District Deputy Grand Knight Daniel J. Minahan was toastmaster. The speakers included: Mayor Daniel W. Mahoney of Lawrence, Mass.; Rev. James P. O'Reilly, chaplain of the council; John C. Toomey and William T. Peters; Commissioner Peter Carr, also a trustee of the council, and awarded 33 prizes as a result of the season's activities.
Jeremiah F. Hanlon was chairman of arrangements assisted by William J. Dolan, secretary; Maurice J. Powers, John C. Blessinton, John A. Casey, James L. Batts, John J. Lawlor, Peter Carr, Daniel M. Kelleher, Louis A. Kane, Daniel J. Decourcey, John J. Hogan, Bernard J. Keany, John F. Flynth, William A. Doyle, John D. and Cornelious F. O'Sullivan.
Search for Reckless Drivers:
The police of Hampton and Salisbury beaches and cities in New Hampshire and Massachusetts are putting all efforts forth in an attempt to capture Francis Sweeny and Frank Curtis of Salem, Mass.
In trying to escape from Chief of Police Sherbie L. Blake after nearly running down two people with a roadster, they then crashed into a light touring car near the mile-long bridge, bowling the tour car over and pinning the driver, Onizime Rondeau, Ham street, Newmarket, beneath the wreckage, they then made good their escape, shortly after one o'clock Sunday morning. The overturned driver was slightly injured.
According to reports, the roadster containing the two fugitives and bearing the Massachusetts registration number 179,280 passed thru Hampton at a terrific rate without either head or tail lights. Chief Blake was notified at the beach after the machine had nearly hit two people at D street and the two men were soon arrested and brought to Hampton Beach station.
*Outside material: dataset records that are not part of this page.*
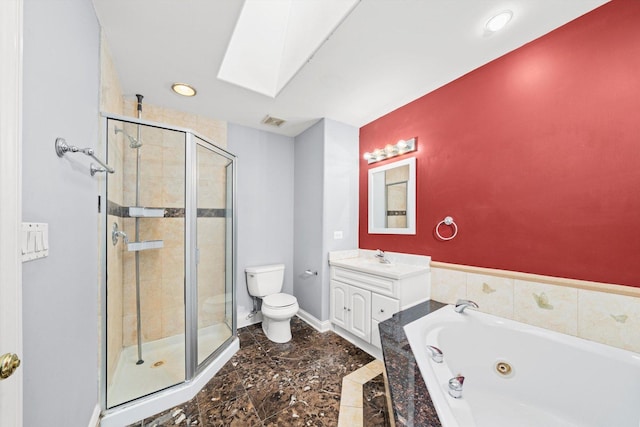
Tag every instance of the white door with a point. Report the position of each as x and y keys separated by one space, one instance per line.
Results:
x=10 y=206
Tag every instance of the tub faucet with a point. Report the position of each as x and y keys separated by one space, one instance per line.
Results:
x=436 y=353
x=455 y=386
x=382 y=257
x=463 y=304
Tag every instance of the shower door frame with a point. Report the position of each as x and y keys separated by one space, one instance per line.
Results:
x=193 y=371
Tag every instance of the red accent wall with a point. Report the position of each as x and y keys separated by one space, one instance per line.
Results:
x=536 y=155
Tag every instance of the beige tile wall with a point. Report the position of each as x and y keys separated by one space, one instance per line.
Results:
x=607 y=317
x=162 y=185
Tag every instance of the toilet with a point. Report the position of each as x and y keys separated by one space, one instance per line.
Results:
x=277 y=308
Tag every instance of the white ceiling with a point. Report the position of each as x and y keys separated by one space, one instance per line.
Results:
x=385 y=54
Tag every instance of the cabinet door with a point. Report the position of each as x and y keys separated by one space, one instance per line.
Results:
x=360 y=311
x=338 y=304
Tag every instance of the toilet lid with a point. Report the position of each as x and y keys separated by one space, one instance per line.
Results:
x=279 y=300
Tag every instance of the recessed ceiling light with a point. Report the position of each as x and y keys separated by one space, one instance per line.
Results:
x=498 y=22
x=183 y=89
x=273 y=121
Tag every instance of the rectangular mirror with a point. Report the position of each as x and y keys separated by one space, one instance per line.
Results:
x=392 y=198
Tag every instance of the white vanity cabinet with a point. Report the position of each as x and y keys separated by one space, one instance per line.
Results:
x=351 y=309
x=365 y=293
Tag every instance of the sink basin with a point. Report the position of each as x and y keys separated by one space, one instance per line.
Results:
x=373 y=266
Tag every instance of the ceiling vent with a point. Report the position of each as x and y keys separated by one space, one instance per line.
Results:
x=273 y=121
While the chief was attempting to learn if the people who had complained wished to enter complaint against the reckless driver, the two men made a dash for their machine and were soon speeding toward the mile-long bridge which divides New Hampshire and Massachusetts. When the motor car reached O street, the only avenue to the bridge, it was traveling at such a terrific rate that it skidded around the curve, being nearly upset in the ditch.
Mr. Rondeau and a companion who were returning from Salibury Beach, sighted the wildly driven machine when it rounded the curve and drove their car over the street car tracks into the deep sand in hopes of averting the collision. Before the Massachusetts car could gain the right side of the boulevard, it crashed into the Newmarket machine. The impact of the collision turned Rondeau's car completely over pinning him beneath the front wheel and were other wreckage. Both machines lost were badly damaged (sic).
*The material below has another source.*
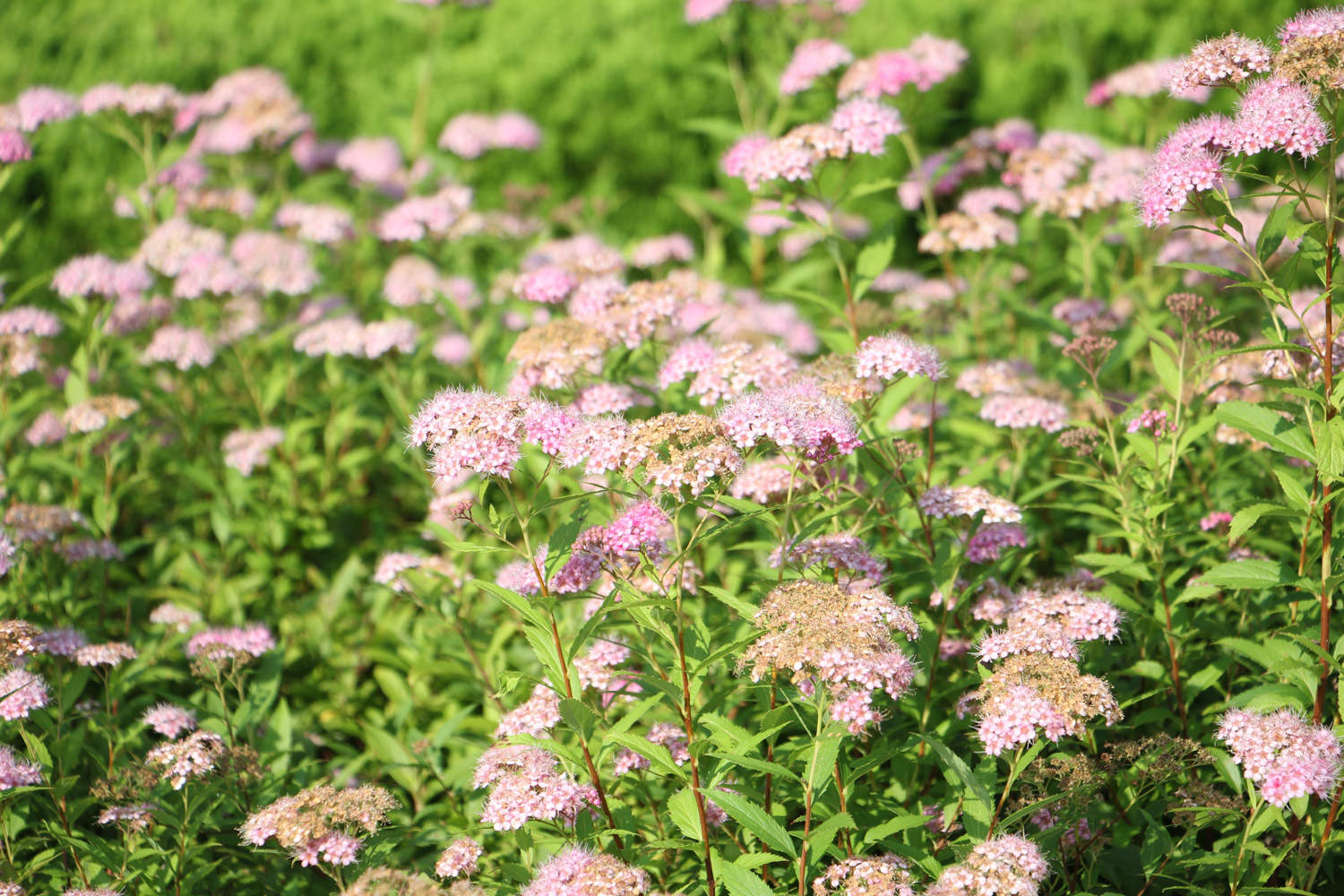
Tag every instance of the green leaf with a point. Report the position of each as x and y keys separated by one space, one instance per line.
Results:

Without stopping to assist the victim of their mad driving, Sweeny and Curtis fled. Passing motorists and people from nearby houses, who had been attracted by the tremendous crash, assisted in releasing Rondeau and his companion from beneath the wreckage. But for a bad shaking up and a cut on Rondeau's left leg, the two men were none the worse for their experience.
Card of Thanks:
To the Friendly Class of the Congregational Church and Others:
Many thanks for the box of delicious fruit and jelly sent me.
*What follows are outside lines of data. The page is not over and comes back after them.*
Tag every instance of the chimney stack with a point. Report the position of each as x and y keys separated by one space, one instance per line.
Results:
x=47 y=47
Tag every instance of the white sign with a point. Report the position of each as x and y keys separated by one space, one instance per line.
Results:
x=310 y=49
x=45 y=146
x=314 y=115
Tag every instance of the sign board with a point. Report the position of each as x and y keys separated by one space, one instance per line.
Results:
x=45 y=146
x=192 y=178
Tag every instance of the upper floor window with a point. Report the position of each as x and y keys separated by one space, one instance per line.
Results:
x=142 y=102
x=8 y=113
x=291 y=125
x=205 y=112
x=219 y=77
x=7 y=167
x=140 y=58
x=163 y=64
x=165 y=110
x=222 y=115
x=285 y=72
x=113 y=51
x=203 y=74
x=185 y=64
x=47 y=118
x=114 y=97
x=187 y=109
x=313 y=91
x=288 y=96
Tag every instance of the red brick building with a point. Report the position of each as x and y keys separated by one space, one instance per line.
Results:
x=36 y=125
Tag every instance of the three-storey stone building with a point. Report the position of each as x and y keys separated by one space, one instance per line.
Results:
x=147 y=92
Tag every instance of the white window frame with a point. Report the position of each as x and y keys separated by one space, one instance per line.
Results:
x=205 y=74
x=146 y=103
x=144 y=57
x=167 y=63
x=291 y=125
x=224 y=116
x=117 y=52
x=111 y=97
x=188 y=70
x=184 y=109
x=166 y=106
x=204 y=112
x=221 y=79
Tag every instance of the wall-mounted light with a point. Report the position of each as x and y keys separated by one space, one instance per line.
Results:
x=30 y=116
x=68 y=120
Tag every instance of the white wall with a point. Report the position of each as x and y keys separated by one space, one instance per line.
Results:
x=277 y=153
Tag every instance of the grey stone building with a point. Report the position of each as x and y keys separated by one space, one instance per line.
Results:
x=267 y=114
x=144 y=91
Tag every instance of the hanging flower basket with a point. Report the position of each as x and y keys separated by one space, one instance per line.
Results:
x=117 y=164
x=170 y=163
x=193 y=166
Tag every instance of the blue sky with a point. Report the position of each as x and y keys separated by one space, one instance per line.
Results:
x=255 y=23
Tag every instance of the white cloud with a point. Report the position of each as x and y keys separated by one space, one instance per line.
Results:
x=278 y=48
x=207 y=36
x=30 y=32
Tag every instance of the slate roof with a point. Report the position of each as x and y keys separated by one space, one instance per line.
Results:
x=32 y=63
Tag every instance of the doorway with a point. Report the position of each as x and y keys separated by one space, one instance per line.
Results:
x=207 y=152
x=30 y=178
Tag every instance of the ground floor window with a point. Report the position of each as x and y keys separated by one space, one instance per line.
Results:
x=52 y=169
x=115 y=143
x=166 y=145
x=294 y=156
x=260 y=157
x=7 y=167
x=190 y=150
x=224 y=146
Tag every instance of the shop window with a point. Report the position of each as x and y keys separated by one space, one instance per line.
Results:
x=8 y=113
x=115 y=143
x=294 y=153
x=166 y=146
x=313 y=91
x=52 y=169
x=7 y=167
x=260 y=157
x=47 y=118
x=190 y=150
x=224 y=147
And to all the others who have so kindly remembered me with tempting delicacies, especially the Unknown One who left the jar of hot clam chowder and a chocolate cake at my bedside while I was asleep. Also those who have sent in the wonderful books, magazines and papers. Only those likewise stricken with body and one leg in a plaster cast and forced to lay in one position 8 weeks, can ever understand what I am now passing through. If I could but be ill and sleep! But to be perfectly well with mind racing on and worrying, surrounded by mountains of undone farm spring work and the new enterprise just entered into in chaos chained to a broken hip on a bed of pain during all this glorious spring weather, the only prospect a helpless cripple in a wheel chair, a burden to myself and others all the rest of my life, is--- well, Inferno is a mild descriptive word, and I can only echo the words of Omar the ancient tent-maker:
"Could I with thee conspire
To change this sorry scheme entire
Would not we shatter it to bits,
And build it nearer the heart's desire?"